Step 1: Calculate portfolio weights

• Prudent Fund: USD 50 million
• Aggressive Fund: USD 200 million
• Total assets: USD 250 million
• Weight of Prudent Fund: 50/250 = 0.2 (20%)
• Weight of Aggressive Fund: 200/250 = 0.8 (80%)

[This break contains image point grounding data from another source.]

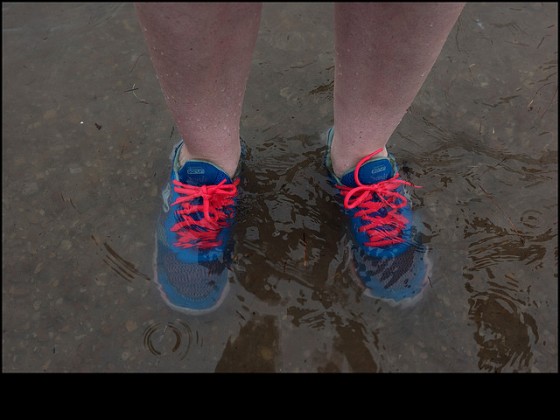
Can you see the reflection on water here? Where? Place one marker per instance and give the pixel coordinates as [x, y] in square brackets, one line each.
[254, 349]
[171, 338]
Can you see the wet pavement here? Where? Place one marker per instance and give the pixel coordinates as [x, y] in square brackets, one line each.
[86, 137]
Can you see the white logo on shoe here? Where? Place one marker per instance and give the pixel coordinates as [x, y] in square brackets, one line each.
[195, 171]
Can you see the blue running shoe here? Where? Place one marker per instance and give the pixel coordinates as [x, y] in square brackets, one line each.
[193, 247]
[390, 262]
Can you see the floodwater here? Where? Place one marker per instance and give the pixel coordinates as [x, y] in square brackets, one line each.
[86, 137]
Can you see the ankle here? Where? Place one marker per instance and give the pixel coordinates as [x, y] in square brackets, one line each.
[342, 161]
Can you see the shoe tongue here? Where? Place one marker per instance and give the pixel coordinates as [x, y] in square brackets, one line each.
[371, 172]
[199, 173]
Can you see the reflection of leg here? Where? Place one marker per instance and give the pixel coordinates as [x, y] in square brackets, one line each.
[384, 52]
[202, 56]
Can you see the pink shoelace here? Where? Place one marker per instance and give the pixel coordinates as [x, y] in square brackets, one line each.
[382, 230]
[203, 232]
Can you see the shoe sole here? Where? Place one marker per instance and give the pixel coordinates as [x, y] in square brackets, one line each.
[403, 303]
[184, 310]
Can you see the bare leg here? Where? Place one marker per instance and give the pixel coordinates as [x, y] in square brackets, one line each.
[202, 56]
[384, 52]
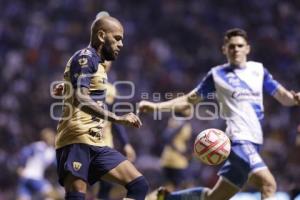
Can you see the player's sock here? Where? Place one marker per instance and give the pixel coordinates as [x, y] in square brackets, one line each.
[188, 194]
[137, 189]
[74, 196]
[105, 188]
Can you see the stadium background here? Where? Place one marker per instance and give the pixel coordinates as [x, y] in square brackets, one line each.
[169, 45]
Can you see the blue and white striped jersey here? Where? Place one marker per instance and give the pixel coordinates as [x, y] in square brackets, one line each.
[239, 92]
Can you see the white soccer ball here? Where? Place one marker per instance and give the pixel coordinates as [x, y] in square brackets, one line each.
[212, 146]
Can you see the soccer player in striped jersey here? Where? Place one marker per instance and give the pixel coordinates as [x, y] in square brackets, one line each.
[239, 85]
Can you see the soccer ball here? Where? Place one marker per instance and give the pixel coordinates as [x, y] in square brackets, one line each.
[212, 146]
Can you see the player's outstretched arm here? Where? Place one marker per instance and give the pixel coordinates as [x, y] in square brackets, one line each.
[88, 105]
[287, 98]
[179, 103]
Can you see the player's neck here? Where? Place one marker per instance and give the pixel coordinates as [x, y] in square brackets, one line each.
[239, 65]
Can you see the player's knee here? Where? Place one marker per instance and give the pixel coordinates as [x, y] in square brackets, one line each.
[138, 188]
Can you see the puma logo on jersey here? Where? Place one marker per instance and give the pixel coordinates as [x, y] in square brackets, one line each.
[76, 165]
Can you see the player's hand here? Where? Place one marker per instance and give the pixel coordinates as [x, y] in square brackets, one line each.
[58, 89]
[147, 106]
[296, 97]
[130, 120]
[129, 152]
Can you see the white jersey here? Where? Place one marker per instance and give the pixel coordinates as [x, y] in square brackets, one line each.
[240, 95]
[37, 157]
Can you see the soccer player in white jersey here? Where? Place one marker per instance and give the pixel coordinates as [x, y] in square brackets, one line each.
[239, 85]
[35, 158]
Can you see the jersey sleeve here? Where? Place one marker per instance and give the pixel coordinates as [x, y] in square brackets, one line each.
[206, 86]
[269, 84]
[81, 70]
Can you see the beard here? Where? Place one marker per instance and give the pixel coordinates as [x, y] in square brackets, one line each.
[107, 53]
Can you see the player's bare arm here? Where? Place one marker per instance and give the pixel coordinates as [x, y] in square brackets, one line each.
[89, 106]
[287, 98]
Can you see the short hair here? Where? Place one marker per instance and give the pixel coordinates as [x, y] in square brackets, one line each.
[235, 32]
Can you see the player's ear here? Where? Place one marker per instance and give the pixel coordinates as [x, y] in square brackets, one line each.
[101, 36]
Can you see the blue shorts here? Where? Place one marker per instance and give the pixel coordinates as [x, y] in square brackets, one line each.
[87, 162]
[242, 161]
[28, 187]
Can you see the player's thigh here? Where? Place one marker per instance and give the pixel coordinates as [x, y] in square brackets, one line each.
[122, 174]
[262, 178]
[74, 184]
[222, 190]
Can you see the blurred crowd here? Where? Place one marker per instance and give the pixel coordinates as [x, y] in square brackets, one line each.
[169, 46]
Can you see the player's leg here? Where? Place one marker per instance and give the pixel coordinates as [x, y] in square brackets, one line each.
[23, 192]
[73, 163]
[265, 181]
[112, 166]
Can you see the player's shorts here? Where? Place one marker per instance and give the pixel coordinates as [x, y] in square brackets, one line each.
[242, 161]
[175, 176]
[87, 162]
[28, 187]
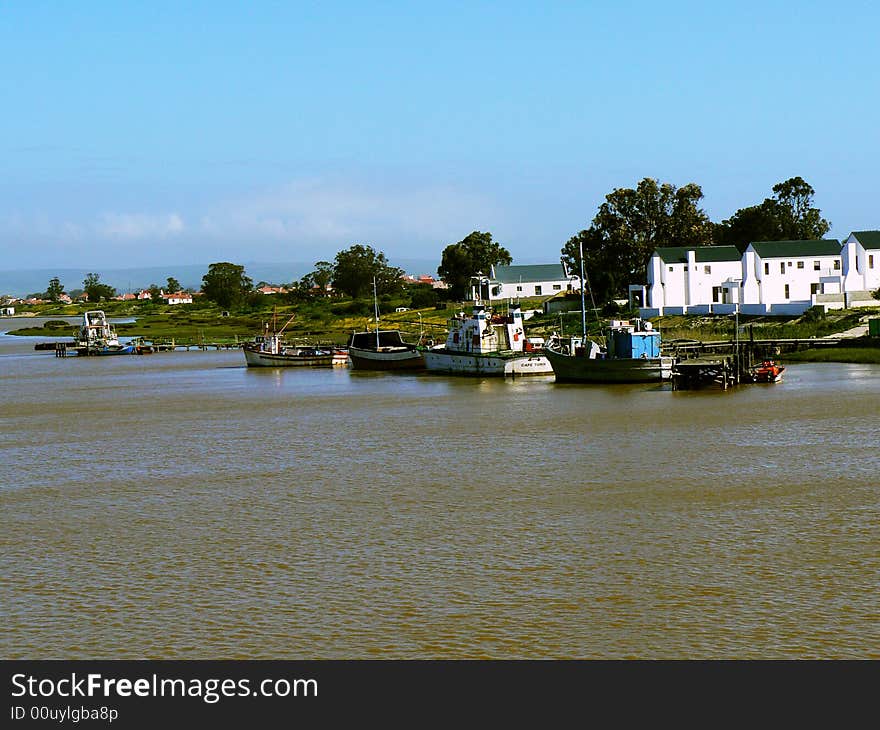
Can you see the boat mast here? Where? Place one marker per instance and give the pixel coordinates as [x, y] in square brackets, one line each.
[376, 310]
[583, 302]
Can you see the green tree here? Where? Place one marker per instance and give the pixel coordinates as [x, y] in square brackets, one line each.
[95, 290]
[322, 276]
[355, 268]
[226, 284]
[628, 226]
[55, 289]
[789, 215]
[475, 254]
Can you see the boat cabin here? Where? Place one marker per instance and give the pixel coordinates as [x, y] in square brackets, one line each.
[484, 332]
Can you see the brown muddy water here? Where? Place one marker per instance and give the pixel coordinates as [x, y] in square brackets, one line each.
[179, 505]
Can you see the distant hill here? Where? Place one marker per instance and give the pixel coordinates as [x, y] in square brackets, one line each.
[23, 282]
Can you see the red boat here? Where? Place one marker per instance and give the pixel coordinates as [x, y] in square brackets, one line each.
[768, 372]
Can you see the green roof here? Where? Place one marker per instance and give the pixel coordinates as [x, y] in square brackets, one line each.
[535, 272]
[868, 239]
[703, 254]
[790, 249]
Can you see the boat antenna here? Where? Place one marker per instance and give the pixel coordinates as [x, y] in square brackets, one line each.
[376, 310]
[583, 303]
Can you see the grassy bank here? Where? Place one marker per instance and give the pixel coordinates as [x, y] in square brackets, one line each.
[866, 355]
[318, 321]
[334, 320]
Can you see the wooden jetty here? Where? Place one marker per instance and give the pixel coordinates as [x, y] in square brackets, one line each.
[724, 363]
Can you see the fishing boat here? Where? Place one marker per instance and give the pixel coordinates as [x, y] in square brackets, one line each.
[270, 350]
[96, 336]
[631, 353]
[768, 371]
[383, 349]
[487, 344]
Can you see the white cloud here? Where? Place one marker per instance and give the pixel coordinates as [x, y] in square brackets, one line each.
[139, 225]
[320, 211]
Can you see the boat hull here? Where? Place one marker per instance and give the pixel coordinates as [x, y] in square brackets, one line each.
[497, 364]
[104, 351]
[577, 369]
[254, 358]
[386, 359]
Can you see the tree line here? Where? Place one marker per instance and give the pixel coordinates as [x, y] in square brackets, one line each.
[632, 222]
[616, 246]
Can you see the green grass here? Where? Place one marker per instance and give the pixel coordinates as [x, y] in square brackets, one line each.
[868, 355]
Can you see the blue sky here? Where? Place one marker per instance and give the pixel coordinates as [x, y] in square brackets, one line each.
[138, 134]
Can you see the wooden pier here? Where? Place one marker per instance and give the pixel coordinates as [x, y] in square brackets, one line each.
[724, 363]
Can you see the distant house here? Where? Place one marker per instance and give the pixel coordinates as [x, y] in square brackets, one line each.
[690, 278]
[861, 262]
[516, 282]
[768, 277]
[178, 298]
[788, 277]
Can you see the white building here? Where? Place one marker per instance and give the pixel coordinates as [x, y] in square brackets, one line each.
[770, 277]
[691, 279]
[789, 277]
[516, 282]
[861, 266]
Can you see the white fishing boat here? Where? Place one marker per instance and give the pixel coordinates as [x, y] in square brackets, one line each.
[488, 344]
[96, 336]
[383, 349]
[271, 350]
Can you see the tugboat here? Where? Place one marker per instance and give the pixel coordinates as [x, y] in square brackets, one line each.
[96, 336]
[631, 356]
[270, 350]
[768, 371]
[488, 344]
[383, 349]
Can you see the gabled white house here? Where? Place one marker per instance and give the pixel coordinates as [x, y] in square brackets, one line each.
[861, 264]
[770, 277]
[691, 279]
[516, 282]
[789, 277]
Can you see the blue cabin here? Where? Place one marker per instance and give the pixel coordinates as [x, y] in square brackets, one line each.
[636, 340]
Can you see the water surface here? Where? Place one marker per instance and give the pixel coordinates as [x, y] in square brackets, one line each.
[180, 505]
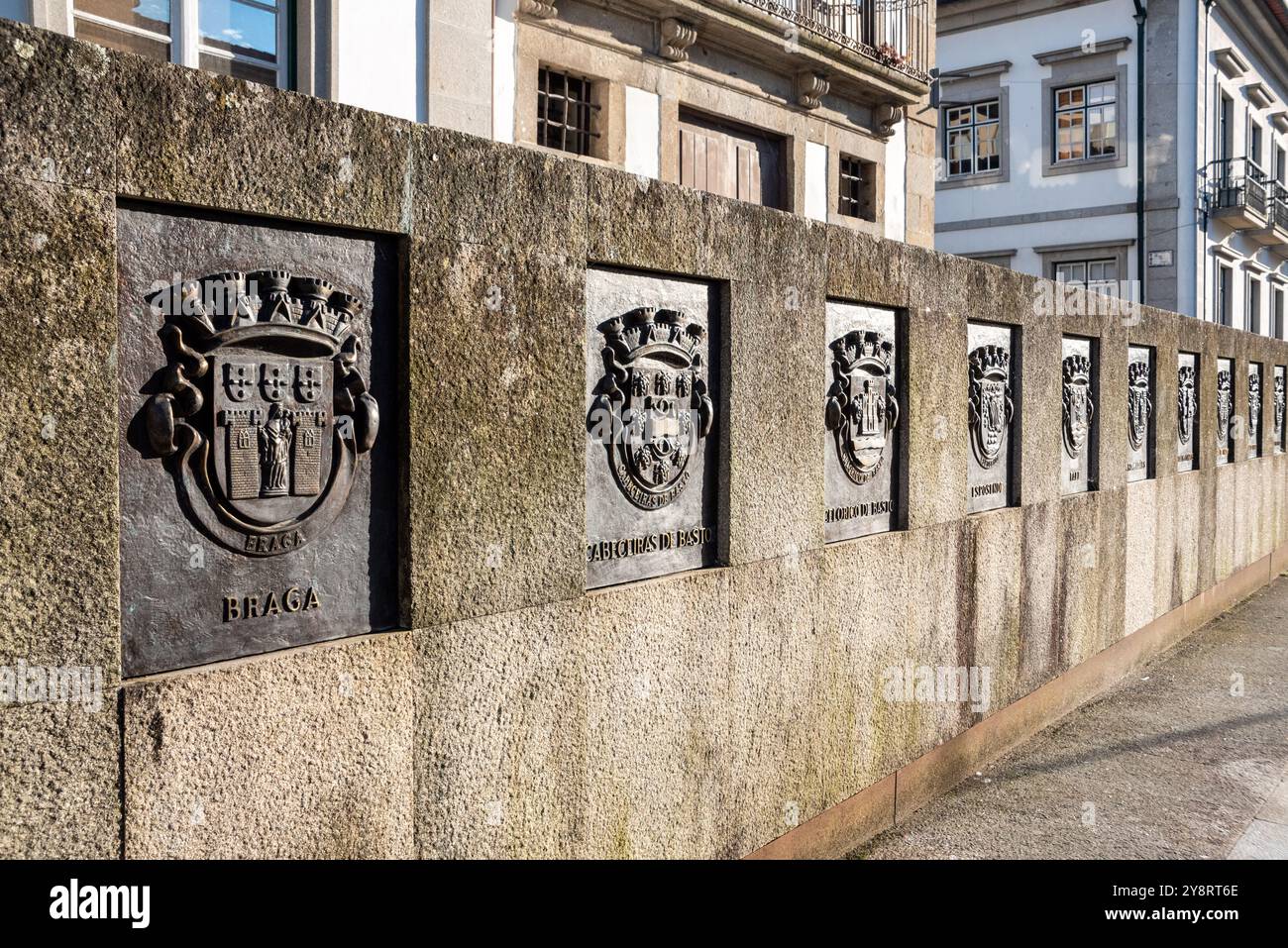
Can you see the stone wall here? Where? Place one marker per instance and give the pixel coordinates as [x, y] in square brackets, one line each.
[694, 715]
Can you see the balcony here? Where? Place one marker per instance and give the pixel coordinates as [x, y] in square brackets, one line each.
[896, 34]
[1275, 233]
[1239, 194]
[871, 52]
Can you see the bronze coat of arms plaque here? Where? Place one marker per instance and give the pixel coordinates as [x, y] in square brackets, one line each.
[992, 395]
[1253, 427]
[1078, 416]
[1278, 410]
[652, 416]
[862, 414]
[1140, 412]
[258, 484]
[1227, 423]
[1186, 411]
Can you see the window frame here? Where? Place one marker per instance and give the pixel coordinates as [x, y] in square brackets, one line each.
[1223, 312]
[184, 38]
[1085, 110]
[1087, 263]
[1278, 304]
[866, 188]
[591, 136]
[973, 127]
[1253, 291]
[1086, 69]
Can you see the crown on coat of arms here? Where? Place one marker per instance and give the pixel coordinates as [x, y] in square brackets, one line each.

Step 2: Calculate combined expected return

$$\mu = w_1 \cdot \mu_1 + w_2 \cdot \mu_2 = 0.2 \cdot 3\% + 0.8 \cdot 7\% = 0.6\% + 5.6\% = 6.2\%$$

Step 3: Calculate combined volatility Since the returns are independent (correlation = 0):

$$\sigma = \sqrt{w_1^2 \cdot \sigma_1^2 + w_2^2 \cdot \sigma_2^2} = \sqrt{0.2^2 \cdot 0.07^2 + 0.8^2 \cdot 0.15^2}$$ $$\sigma = \sqrt{0.04 \cdot 0.0049 + 0.64 \cdot 0.0225} = \sqrt{0.000196 + 0.0144} = \sqrt{0.014596} = 0.121 = 12.1\%$$

Step 4: Calculate Z-statistic for 26% return

$$Z = \frac{X - \mu}{\sigma} = \frac{26\% - 6.2\%}{12.1\%} = \frac{19.8\%}{12.1\%} = 1.64$$

Step 5: Find probability We want P(Z > 1.64) = 1 - P(Z ≤ 1.64) = 1 - 0.95 = 0.05 = 5.0%

Therefore, the probability that the returns on the combined fund will exceed 26% is 5.0%.